Phases of Bulk loading:
Two phases are involved in bulk loading. First, data files must be uploaded to a location where Snowflake can access them. This is referred to as Staging. Next, upload the data from the staged files into the appropriate table.
Staging
Snowflake lets you stage files on internal locations called stages. Each table and user has a stage. Moreover, Snowflake allows for the creation of named stages,e.g. demo stage. Staging can be done as follows:
- First, you upload your data files to a location where Snowflake can access your files. This is referred to as staging your files.
- Then you load your data from these staged files into your tables.
Loading the Data
Loading data to Snowflake requires a running virtual Data Warehouse. The warehouse extracts the data from each file and inserts it as rows in the table. Data Warehouse size can impact loading performance. When loading large numbers of files or large files, you may want to choose a larger Data Warehouse.
Bulk Loading Using the COPY Command
This option enables loading batches of data from files already available in cloud storage, or copying (i.e. staging) data files from a local machine to an internal (i.e. Snowflake) cloud storage location before loading the data into tables using the COPY command.
Compute Resources
Bulk loading relies on user-provided virtual warehouses, which are specified in the COPY statement. Users are required to size the warehouse appropriately to accommodate expected loads.
Simple Transformations During a Load
Snowflake supports transforming data while loading it into a table using the COPY command. Options include:
- Column reordering
- Column omission
- Casts
- Truncating text strings that exceed the target column length
There is no requirement for your data files to have the same number and ordering of columns as your target table.

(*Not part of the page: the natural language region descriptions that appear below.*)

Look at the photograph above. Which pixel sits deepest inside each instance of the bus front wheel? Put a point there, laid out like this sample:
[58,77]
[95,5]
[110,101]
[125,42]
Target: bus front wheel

Continuous/Incremental Loading
Another option for loading data into Snowflake is continuous loading in which data is incrementally loaded into snowflake in small batches in multiple sessions. This is called staging. After staging data is put into analysis to obtain results
Continuous Loading Using Snowpipe
This option is intended to incrementally load small amounts of data (i.e., micro-batches) and make them accessible for analysis. After files are put to a stage and submitted for ingestion, Snowpipe loads data in a matter of minutes. As soon as the raw data is accessible, this guarantees users obtain the most recent results.
Compute Resources
Snowpipe uses compute resources provided by Snowflake (i.e. a serverless compute model). These Snowflake-provided resources are scaled up or down automatically based on demand, and they are billed and itemised using per-second pricing. The cost of data ingestion is determined by the actual workloads.
Simple Transformations During a Load
The COPY statement in a pipe definition supports the same COPY transformation options as when bulk loading data.
In addition, data pipelines can leverage Snowpipe to continuously load micro-batches of data into staging tables for transformation and optimization using automated tasks and the change data capture (CDC) information in streams.
Data Pipelines for Complex Transformations
A data pipeline enables applying complex transformations to loaded data. This workflow generally leverages Snowpipe to load “raw” data into a staging table and then uses a series of table streams and tasks to transform and optimize the new data for analysis.